Everything to me at the time was equivalentto having my gut riped out. I was completely powerless. My charm, intelligence, intellect, humor, that was all useless here. learning to fight, I mean really fight, regardless of the outcome was empowering and allowed me to use some of my talents and wits to some effect to get along while incarcerated.

Losing my freedom was akin to losing a loved one. It is a deep inner longing. You leanr to deal with it though or you will go crazy.

This is accurate. Everything can be a weapon. A ball point pen or a pencil makes a great stabbing device. Most stabbings are not fatal because it is hard to actually make a shank capable of doing that, but does happen.

This does not occur in most city jails.

A week before I learned how to fight I planed a stabbing. I was gonna stab this dude in the eye when he was sleeping. I ended up fighting two others in the same day and I immediatly got respect an did not have to go through with the stabbing.
I have not been stabbed. I was cut with a razor once and had hot liquids thrown at me, no big deal. I never stabbed but I did have weapon from time to time. And I have made and sold them as well.

Damn you! That’s what I wanted to post!

Seriously, thank you fifty-six.

I can relate, I was also in trouble and broke as a young man, congradulations on lifting yourself out of that cycle.

You have given me some insight towards my older brother. He has been in and out of jail/prisons all his life due to drugs and alcohol and never bothering to keep a valid drivers license, insurance and registration all at the same time. And then, knowing he has no valid DL he sees no problem with drinking 10 beers and driving home!

Yes, about that the amount was a bit more in Texas I believe. Around 200. But you had to buy your own bus ticket. Oh yea, you got clothes too. Imagine the cast away cloths that Salvation Army cant sell. That is what you get.

Texas inmates were always fighting to get their horse and 40 acres of land. There is an old law on the books that has never been wiped properly from what I hear. Of course no one gets it.

I never took enough writing classes to properly describe the feeling. I will try anyhow.

Even though from time to time you have access outside or maybe you are being transfered to one jail or another there is nothing like walking outside after being locked up for any amount of time. The sky and light is always brighter than you think it should be, even if it is cloudy.
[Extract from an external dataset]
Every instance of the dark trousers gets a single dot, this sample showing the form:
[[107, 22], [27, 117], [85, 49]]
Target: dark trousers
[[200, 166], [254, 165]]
You can smell the gas and oil on the streets. Everyone moves very quickly. These feelings fade soon enough and I would become acclimated again over a nice cigarette. The next thing that comes up is a hunger. I would usually be hungry. The release process will likely cause you to skip a meal or two. It is common to dream and think about what you will first do when you get out. What you may eat, drink, screw, smoke. But this is now the real world and anything will suffice. Make a couple phone calls. To who? Well probably your old friends that helped you get inhere. Have a party that night. Most people will really do you right. Many drugs alcohol whatever you desire. That connection back with people takes a awhile though. You have to fight not to use jail house lingo and language Even amongst unsavory characters in the free world jail house language is not acceptable. I usually had an identity transition that lasted for several days. I couldn’t really talk about who and what I was in jail. I let most people think I just sat in a cell the whole time. My close friends wouldn’t really understand or I didn’t care to tell them. I was usually the life of the parties. The first couple mights I often just sat and watched. Head swimming with thought.

My last time in court I had a paid attorney. After being extradited from Alaska to Texas. After ten years or so being drug around and lost in the system for petty shit. I got an apology from the judge for all I went through he suggested I eventually try to get it off my record.

Yes you heard it. the one and only time i had a paid attorney. I got to talk with a Judge and I received and apology.

Justice by definition does not exist.

40 acres and a mule was proposed compensation for freed slaves after the civil war, never heard it used as compensation for released prisoners (and I’m from Texas).